8
  • Is it possible to do 2-stage cluster analysis in R?
  • Can anybody provide me resource on it?
Jeromy Anglim
  • 44,984
Beta
  • 6,334
  • You mean like clustering on a sample to quickly get good starting centroids for the 'full' pass? Or more like two different methods altogether? – Marcin Apr 28 '11 at 00:06
  • 1
    Are you referring to the clustering algorithm which SPSS calls two-step? http://www.spss.ch/upload/1122644952_The%20SPSS%20TwoStep%20Cluster%20Component.pdf – Jeromy Anglim Apr 28 '11 at 02:13
  • Yeah! I'm taking about spss kind of 2-step clustering.But I want to do it using R. – Beta Apr 28 '11 at 04:08

3 Answers3

6

The closest package that I can think of is birch, but it is not available on CRAN anymore so you have to get the source and install it yourself (R CMD install birch_1.1-3.tar.gz works fine for me, OS X 10.6 with R version 2.13.0 (2011-04-13)). It implements the original algorithm described in

Zhang, T. and Ramakrishnan, R. and Livny, M. (1997). BIRCH: A New Data Clustering Algorithm and Its Applications. Data Mining and Knowledge Discovery, 1, 141-182.

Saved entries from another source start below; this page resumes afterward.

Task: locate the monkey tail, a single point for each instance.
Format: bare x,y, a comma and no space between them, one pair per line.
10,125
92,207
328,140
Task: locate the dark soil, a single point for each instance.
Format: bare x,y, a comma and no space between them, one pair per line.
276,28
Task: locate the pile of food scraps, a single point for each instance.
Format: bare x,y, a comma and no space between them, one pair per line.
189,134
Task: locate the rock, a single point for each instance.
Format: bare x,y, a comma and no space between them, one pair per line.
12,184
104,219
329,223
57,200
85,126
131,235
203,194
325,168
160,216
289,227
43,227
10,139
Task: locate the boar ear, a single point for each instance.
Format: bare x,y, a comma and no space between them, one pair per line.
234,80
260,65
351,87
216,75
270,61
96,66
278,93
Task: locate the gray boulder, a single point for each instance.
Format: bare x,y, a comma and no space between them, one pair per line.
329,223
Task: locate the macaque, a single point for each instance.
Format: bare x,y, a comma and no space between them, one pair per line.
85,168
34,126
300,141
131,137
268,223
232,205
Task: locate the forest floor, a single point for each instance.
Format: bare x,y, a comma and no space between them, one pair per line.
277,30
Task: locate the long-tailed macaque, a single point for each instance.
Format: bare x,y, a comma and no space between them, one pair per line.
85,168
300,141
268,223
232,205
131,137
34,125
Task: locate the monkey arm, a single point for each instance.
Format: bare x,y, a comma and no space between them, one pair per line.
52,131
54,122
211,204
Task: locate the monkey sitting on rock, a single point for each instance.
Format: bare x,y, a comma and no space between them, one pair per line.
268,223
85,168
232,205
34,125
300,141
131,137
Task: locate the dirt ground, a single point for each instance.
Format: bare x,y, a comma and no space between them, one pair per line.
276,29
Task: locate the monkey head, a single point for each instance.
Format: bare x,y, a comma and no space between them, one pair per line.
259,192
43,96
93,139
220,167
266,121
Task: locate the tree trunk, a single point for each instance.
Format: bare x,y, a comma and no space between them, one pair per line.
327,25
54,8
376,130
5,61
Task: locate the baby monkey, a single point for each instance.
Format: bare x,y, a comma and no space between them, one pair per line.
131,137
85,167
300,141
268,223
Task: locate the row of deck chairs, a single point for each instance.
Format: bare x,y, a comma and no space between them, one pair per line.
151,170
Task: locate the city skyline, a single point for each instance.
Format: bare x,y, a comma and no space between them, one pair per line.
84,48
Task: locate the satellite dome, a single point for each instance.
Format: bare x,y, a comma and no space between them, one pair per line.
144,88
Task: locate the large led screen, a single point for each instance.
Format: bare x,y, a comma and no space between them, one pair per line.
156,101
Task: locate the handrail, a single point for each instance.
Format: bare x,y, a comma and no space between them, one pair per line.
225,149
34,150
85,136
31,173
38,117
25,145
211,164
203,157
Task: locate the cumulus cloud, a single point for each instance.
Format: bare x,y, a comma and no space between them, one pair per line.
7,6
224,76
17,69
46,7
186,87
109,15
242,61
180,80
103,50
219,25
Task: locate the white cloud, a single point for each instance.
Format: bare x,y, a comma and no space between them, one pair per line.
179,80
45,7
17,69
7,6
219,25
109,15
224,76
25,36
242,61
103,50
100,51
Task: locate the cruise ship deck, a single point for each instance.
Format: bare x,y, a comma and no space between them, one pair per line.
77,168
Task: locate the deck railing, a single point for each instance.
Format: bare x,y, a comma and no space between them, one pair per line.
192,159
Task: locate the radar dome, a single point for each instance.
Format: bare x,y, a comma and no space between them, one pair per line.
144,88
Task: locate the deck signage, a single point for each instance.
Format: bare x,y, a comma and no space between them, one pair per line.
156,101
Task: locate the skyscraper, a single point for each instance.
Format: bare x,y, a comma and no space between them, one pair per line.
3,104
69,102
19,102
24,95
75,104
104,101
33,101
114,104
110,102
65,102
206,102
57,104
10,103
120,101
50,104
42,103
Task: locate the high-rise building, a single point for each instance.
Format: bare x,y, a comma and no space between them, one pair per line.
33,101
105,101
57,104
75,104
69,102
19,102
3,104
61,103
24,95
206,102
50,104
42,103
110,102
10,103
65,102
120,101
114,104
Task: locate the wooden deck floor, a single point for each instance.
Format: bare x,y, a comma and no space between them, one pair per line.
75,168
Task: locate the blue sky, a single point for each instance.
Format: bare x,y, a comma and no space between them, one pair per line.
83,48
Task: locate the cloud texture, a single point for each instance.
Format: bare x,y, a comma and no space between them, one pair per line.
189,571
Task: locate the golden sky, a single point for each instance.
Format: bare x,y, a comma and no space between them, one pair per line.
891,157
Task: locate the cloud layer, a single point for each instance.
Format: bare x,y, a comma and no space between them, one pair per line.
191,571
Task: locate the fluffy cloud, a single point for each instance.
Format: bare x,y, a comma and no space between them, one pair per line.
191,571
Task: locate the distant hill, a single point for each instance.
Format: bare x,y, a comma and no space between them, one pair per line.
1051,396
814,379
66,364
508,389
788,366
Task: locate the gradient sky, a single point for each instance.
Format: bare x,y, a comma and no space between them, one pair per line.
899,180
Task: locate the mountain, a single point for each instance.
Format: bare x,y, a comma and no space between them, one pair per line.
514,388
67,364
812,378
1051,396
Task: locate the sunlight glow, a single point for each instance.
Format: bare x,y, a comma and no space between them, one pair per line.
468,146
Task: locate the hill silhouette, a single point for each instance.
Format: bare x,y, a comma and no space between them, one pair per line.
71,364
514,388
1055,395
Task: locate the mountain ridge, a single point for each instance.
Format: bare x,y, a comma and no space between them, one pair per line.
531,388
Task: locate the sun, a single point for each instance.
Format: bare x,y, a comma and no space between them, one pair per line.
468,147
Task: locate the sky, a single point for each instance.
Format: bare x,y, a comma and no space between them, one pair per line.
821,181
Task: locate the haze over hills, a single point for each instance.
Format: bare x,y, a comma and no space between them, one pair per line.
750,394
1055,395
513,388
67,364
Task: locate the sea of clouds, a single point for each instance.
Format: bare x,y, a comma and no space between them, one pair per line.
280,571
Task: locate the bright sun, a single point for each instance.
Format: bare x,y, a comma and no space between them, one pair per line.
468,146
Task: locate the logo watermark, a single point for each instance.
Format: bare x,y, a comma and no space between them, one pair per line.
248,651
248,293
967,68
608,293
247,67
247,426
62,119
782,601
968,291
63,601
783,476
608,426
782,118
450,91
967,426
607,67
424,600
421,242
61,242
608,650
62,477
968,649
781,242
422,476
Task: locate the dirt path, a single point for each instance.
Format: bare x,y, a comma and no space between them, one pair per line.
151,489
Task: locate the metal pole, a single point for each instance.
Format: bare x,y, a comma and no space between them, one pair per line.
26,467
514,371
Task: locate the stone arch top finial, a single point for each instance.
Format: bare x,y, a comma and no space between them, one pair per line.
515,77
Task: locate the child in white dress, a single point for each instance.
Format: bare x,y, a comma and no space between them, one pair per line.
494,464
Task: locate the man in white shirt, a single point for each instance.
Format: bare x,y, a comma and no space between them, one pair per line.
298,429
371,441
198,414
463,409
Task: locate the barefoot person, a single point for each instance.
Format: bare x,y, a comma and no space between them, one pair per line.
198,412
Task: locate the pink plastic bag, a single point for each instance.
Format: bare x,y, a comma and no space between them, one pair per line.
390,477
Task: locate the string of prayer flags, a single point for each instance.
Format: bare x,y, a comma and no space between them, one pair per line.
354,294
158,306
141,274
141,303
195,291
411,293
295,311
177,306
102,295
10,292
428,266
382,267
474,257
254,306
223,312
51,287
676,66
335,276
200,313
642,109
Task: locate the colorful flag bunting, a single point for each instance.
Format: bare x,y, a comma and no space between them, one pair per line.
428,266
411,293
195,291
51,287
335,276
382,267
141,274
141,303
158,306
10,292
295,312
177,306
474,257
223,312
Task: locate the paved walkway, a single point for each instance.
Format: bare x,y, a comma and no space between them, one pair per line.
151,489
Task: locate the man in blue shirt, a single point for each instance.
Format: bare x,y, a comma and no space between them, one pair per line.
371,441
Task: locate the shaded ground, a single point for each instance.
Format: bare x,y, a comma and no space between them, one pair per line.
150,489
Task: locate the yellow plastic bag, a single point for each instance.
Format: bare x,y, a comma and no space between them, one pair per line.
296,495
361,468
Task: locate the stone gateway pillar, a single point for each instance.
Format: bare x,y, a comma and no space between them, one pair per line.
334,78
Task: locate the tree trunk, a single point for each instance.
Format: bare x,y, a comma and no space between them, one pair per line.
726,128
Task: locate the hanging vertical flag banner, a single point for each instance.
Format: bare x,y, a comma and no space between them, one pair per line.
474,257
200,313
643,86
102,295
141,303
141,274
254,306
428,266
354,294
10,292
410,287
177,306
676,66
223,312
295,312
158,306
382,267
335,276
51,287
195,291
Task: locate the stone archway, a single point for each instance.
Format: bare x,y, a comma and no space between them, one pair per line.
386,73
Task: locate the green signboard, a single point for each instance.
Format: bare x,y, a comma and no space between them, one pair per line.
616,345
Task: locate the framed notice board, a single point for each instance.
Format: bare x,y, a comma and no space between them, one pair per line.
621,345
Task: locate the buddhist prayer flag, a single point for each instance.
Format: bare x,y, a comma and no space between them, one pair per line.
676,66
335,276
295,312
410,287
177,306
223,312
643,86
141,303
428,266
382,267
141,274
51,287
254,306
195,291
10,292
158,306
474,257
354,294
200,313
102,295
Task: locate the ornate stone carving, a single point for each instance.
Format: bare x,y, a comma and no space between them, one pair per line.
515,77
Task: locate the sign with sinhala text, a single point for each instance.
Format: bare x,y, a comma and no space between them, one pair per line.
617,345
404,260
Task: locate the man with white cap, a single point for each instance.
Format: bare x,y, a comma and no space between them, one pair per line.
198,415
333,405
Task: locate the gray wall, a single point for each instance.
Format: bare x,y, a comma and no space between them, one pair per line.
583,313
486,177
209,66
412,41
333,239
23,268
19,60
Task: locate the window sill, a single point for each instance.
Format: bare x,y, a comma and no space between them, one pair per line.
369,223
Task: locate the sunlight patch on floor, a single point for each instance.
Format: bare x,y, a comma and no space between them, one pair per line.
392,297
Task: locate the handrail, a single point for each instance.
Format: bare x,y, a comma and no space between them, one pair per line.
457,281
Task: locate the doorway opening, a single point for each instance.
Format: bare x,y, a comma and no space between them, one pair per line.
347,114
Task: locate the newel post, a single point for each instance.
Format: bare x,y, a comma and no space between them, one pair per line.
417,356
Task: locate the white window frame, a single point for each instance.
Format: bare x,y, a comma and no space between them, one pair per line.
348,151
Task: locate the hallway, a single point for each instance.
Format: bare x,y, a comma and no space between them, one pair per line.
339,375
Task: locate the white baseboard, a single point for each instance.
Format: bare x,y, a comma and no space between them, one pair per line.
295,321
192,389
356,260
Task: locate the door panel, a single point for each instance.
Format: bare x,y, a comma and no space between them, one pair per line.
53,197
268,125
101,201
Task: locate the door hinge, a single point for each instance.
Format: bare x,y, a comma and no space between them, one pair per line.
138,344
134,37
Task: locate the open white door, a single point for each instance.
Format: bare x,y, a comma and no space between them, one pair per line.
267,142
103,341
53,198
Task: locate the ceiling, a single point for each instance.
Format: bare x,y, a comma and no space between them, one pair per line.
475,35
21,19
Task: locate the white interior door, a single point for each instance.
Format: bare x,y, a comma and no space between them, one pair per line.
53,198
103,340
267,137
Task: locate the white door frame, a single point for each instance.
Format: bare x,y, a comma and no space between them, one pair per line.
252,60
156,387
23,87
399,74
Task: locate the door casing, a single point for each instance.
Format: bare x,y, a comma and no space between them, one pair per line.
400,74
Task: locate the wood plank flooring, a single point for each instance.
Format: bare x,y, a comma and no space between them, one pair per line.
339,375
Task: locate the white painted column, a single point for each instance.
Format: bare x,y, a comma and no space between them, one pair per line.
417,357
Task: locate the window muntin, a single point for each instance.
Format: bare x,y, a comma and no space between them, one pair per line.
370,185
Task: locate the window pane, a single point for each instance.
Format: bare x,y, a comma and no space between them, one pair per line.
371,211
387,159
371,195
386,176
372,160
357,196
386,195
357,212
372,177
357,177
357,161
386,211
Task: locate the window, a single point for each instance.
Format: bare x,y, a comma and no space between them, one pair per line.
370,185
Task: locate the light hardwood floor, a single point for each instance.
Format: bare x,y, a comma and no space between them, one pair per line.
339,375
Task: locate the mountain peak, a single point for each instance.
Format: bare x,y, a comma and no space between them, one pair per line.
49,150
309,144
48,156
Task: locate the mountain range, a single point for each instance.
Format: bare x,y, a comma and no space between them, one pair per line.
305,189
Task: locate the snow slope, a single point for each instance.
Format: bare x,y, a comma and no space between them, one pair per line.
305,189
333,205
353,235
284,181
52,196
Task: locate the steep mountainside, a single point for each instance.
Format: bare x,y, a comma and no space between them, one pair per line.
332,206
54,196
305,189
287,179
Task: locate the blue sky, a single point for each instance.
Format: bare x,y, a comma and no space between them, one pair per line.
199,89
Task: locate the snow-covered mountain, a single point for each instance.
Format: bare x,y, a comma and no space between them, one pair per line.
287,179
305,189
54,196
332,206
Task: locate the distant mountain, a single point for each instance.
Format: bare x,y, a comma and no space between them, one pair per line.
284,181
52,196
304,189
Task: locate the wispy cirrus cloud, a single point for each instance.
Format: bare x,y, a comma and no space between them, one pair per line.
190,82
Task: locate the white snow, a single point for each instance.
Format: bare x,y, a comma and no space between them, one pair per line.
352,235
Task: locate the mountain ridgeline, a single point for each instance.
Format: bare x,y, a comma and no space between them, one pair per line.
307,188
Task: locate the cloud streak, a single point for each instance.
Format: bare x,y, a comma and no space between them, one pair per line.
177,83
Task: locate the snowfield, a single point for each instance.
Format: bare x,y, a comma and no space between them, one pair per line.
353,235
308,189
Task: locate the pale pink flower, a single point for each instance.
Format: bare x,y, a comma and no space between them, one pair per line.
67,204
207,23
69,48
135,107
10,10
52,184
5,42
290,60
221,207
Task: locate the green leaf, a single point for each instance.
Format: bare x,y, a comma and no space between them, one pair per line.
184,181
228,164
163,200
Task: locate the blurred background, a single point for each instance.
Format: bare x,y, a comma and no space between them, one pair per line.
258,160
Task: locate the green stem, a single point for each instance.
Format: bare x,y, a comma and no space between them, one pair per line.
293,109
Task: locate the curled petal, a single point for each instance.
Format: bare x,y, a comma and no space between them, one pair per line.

which relies on cluster feature tree, as does SPSS TwoStep (I cannot check, though). There's a possibility of using the k-means algorithm to perform clustering on birch object (kmeans.birch()), that is partition the subclusters into k groups such that the sum of squares of all the points in each subcluster to the assigned cluster centers is minimized.

chl
  • 53,725
  • Thanks a lot Chl! It seems to be a very rare package as I didn't come across it after doing huge amount of searches. – Beta May 01 '11 at 06:11
  • @user4278 I also found some hits with Weka (e.g., here) but I didn't look further. – chl May 01 '11 at 07:17
3

Maybe this also can help: https://cran.r-project.org/web/packages/prcr/

Provides an easy-to-use yet adaptable set of tools to conduct person-center analysis using a two-step clustering procedure. As described in Bergman and El-Khouri (1999) doi:10.1002/(SICI)1521-4036(199910)41:6%3C753::AID-BIMJ753%3E3.0.CO;2-K, hierarchical clustering is performed to determine the initial partition for the subsequent k-means clustering procedure.

vasili111
  • 1,059
  • 1
    Thanks for your answer! But it's 8 years ago. I guess it will be useful for someone else. – Beta Oct 31 '19 at 05:27
0

If you are looking for something akin to a 2-step, have you considered looking into Self Organizing Maps. I think it is based on similar (but not the same) principle as 2-step.